Cutting Back: My Apprenticeship in the Gardens of Kyoto by Leslie Buck (Timber Press, April 2017, 280 pp., $24.95)

Berkeley’s Leslie Buck has written a memoir about self-awareness that even a nongardener can get into. At 35, she shucks Bay Area life and a successful landscaping and pruning business for a challenging three-season internship at a renowned Kyoto gardening company, apparently the first American woman to learn pruning this way. She learns to be silent, expand her comfort zone, and work wonders with karikomi, the long-handled Japanese pruning shears, on her journey to master an intricate craft. There’s a nice rhythm to the book that coincides with the reassuring and constant pruning, clipping, and raking she does chapter by chapter in the gardens she inhabits. —Judith M. Gallman

 

This Is Not Over: A Novel by Holly Brown (William Morrow, 2017, 370 pp., $15.99)

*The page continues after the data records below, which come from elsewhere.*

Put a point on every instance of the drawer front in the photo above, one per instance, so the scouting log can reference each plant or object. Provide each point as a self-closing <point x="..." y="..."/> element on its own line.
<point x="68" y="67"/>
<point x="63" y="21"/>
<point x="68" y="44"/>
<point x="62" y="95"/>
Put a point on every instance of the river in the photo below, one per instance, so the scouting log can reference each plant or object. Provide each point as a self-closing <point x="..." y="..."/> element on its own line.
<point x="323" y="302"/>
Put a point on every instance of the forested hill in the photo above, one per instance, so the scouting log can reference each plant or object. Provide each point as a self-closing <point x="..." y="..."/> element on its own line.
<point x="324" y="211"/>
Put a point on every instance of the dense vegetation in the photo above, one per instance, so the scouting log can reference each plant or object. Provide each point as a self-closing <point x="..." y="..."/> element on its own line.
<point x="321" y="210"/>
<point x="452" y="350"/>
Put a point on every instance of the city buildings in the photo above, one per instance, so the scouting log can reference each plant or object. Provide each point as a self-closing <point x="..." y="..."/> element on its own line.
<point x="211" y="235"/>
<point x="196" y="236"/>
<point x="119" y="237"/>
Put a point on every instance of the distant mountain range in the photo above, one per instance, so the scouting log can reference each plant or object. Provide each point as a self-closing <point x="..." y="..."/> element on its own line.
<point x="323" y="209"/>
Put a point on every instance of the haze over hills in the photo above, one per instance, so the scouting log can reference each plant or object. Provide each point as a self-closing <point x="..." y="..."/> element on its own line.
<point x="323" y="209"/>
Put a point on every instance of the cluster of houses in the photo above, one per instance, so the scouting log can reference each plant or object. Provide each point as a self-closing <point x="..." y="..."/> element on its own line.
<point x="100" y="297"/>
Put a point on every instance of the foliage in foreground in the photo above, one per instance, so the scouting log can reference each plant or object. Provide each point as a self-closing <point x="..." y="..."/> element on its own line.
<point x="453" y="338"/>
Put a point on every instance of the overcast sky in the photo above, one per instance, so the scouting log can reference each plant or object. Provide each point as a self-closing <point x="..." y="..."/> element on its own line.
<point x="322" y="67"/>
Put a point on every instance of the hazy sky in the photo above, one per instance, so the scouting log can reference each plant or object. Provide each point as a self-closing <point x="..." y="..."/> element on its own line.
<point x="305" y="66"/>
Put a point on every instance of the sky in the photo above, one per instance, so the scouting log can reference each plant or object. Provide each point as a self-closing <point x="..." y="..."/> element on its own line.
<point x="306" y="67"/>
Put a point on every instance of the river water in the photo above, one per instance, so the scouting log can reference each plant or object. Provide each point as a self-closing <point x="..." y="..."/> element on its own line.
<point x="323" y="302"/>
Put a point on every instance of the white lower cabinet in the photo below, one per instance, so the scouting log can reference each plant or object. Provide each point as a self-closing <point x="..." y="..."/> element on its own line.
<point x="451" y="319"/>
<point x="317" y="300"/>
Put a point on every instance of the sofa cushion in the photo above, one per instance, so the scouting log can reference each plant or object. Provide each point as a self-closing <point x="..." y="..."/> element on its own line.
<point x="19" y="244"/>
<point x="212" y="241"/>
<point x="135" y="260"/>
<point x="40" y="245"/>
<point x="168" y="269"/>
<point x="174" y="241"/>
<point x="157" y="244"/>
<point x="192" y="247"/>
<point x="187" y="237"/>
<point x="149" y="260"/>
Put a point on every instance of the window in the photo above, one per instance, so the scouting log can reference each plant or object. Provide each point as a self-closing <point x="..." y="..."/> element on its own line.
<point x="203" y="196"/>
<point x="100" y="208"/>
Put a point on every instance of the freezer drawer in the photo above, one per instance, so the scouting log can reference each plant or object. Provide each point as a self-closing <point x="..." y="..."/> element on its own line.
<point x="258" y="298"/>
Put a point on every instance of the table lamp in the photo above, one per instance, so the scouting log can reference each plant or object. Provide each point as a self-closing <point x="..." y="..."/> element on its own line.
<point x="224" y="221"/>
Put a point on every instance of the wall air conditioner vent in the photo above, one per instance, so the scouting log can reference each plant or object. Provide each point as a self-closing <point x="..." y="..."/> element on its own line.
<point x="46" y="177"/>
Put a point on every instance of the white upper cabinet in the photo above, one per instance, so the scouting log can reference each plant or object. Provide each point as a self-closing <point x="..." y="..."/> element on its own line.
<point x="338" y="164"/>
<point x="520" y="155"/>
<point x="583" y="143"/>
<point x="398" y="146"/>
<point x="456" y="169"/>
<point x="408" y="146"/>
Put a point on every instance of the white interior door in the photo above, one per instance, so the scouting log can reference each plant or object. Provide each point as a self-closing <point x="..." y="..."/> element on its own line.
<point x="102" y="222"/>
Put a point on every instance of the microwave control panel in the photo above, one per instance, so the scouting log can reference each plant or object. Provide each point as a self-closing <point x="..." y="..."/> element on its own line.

An online vacation rental in a Santa Monica beach houses goes awry over soiled sheets and deposit money, a dispute that leads to escalating emailed and online unpleasantries and then some between renter Dawn and hostess Miranda. Dawn lives in Oakland and is a petulant college undergrad in a “dream marriage” who loves trying on wealthy lifestyles. Miranda is married to an LA doctor, and they’re the parents of a meth head son that Dr. Dad is ready to ditch, though Miranda can’t bear the thought and uses the income from her inherited property to rescue her son. The sticky, ugly back and forth between the women—who only think they know the other—commands attention. Brown is an Alameda marriage and family therapist. —JMG

 

Published online on March 3, 2017 at 8:00 a.m.